The Rhetoric of the Civil Rights Movement essay contest, led by Paterno Family Liberal Arts Professor Emeritus of Literature Jack Selzer in cooperation with the undergraduate research journal Young Scholars in Writing, was open to students across the country who submitted original essays based on speeches made during the civil rights era. 

This year’s winner was Dana Diab, a student at Emory University, for her essay “Bridging the Gap: Black Women in the Civil Rights Movement,” based on speeches by Ella Baker and Fannie Lou Hamer, as well as the SCLC Citizenship School Workbook, part of the Citizenship Education Program spearheaded by Septima Clark; and a photograph of SNCC activist Joyce Ladner.

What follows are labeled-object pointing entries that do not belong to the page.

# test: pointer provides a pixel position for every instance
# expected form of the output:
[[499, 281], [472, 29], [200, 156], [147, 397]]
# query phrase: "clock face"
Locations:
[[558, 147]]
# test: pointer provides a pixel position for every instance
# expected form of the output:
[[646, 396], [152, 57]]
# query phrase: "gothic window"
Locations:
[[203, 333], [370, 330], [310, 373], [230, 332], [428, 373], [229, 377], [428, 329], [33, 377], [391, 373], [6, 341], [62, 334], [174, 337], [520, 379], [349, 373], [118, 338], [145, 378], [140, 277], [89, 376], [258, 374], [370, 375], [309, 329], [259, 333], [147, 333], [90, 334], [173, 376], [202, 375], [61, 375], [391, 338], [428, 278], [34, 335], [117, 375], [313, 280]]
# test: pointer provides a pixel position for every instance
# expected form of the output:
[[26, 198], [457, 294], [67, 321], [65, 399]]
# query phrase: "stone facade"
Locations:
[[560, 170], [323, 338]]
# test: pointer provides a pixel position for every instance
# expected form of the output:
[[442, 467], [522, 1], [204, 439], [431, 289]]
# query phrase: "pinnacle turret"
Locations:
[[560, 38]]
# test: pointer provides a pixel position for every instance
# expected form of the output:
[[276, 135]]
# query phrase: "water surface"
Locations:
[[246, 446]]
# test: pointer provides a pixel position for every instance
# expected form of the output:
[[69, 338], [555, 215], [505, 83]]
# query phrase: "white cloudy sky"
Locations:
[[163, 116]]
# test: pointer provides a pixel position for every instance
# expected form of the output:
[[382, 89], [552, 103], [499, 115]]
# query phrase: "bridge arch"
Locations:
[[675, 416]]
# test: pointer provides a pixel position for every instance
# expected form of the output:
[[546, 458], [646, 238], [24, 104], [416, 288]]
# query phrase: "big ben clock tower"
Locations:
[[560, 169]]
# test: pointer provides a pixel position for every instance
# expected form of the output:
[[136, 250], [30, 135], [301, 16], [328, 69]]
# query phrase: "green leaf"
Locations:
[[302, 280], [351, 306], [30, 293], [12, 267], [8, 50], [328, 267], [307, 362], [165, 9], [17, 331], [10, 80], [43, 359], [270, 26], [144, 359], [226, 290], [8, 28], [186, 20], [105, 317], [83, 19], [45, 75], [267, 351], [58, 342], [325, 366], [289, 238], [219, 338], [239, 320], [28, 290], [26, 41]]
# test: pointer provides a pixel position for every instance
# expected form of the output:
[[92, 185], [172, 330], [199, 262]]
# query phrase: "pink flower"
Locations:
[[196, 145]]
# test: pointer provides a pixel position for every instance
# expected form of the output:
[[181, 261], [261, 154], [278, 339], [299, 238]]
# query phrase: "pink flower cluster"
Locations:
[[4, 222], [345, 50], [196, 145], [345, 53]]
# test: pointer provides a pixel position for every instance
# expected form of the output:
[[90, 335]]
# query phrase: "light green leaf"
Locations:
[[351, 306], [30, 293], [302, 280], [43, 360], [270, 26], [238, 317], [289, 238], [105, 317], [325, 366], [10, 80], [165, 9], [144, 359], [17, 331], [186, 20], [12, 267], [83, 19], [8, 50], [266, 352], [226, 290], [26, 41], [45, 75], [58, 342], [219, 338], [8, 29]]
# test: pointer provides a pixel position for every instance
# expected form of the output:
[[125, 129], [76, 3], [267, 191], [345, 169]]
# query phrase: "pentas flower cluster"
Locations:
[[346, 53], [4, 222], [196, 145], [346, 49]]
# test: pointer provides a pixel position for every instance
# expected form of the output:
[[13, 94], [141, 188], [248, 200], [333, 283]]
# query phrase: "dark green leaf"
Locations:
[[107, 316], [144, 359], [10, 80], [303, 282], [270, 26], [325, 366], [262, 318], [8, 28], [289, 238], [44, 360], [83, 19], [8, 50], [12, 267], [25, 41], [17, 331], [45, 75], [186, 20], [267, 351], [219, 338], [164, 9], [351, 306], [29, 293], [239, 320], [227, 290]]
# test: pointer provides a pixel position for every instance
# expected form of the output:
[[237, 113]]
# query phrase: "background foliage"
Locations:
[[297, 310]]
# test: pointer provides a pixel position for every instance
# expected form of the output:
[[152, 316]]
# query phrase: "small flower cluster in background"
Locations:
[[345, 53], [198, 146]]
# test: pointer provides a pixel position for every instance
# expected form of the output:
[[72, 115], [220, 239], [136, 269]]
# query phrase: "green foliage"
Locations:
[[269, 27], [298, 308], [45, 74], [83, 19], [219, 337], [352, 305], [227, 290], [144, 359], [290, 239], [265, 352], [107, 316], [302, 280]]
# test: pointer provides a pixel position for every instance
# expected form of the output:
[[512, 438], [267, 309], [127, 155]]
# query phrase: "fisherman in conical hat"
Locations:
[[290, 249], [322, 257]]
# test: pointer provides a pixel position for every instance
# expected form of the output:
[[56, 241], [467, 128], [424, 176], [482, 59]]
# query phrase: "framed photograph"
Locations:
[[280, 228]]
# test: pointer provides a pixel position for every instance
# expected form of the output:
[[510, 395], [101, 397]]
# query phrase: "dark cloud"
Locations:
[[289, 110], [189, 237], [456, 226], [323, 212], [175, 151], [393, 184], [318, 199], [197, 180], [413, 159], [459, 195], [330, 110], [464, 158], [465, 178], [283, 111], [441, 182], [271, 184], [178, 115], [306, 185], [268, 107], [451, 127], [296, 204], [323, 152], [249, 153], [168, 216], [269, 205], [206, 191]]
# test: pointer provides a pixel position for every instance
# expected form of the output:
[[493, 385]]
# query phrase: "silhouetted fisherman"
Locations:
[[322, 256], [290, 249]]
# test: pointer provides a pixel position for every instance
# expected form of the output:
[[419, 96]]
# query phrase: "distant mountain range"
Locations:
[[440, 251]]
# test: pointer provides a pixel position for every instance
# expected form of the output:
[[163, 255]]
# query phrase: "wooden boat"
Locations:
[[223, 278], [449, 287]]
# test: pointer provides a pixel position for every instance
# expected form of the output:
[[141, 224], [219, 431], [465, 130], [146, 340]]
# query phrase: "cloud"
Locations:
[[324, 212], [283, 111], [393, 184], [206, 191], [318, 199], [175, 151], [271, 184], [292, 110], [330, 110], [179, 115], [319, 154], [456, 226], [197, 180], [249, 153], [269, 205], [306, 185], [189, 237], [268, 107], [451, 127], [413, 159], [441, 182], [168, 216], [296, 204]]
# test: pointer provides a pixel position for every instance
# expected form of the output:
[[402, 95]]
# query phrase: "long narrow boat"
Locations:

“Black women supplemented the often white-directed, respectability rhetoric of Black men in the civil rights movement through 'bridge leadership,' acting as mediators between formal movement leadership and local communities in places and manners that are not easily defined as public or private,” said contest judge Kyle King of Penn State Altoona. “Diab’s willingness to draw together seemingly disparate artifacts demonstrates the capaciousness of the category of public address, from political speeches to civic education to the politics of clothing and hairstyle."

The contest had two runners-up: Anna Grace Mixon of Baylor University for "John Lewis and the Unfinished Revolution of 1776;” and Fisher Calame of Sewanee University for “The Quiet Movement: The Rhetorical Veneer of Brunswick's Civil Rights Struggle.”

“Mixon excellently historicizes how Lewis revised his draft to create a more unifying tone, while nevertheless refusing to kowtow to the desires of the Kennedy administration. The reference to 1776 becomes a vehicle through which to drive home this unsteady trust in what became the Civil Rights Act of 1964,” Selzer said. “Calame demonstrates how ‘Old Brunswick residents — both Black and white — had settled for a slow-moving gradualism that was supplanted and challenged by younger Black residents, whose attempts at greater and hastier integration — especially toward voting — were met with white politesse and obstruction.”

The winners will receive cash prizes and their essays will be published on the Rhetoric of the Civil Rights Movement website. Diab’s essay will also be published in the journal Young Scholars in Writing.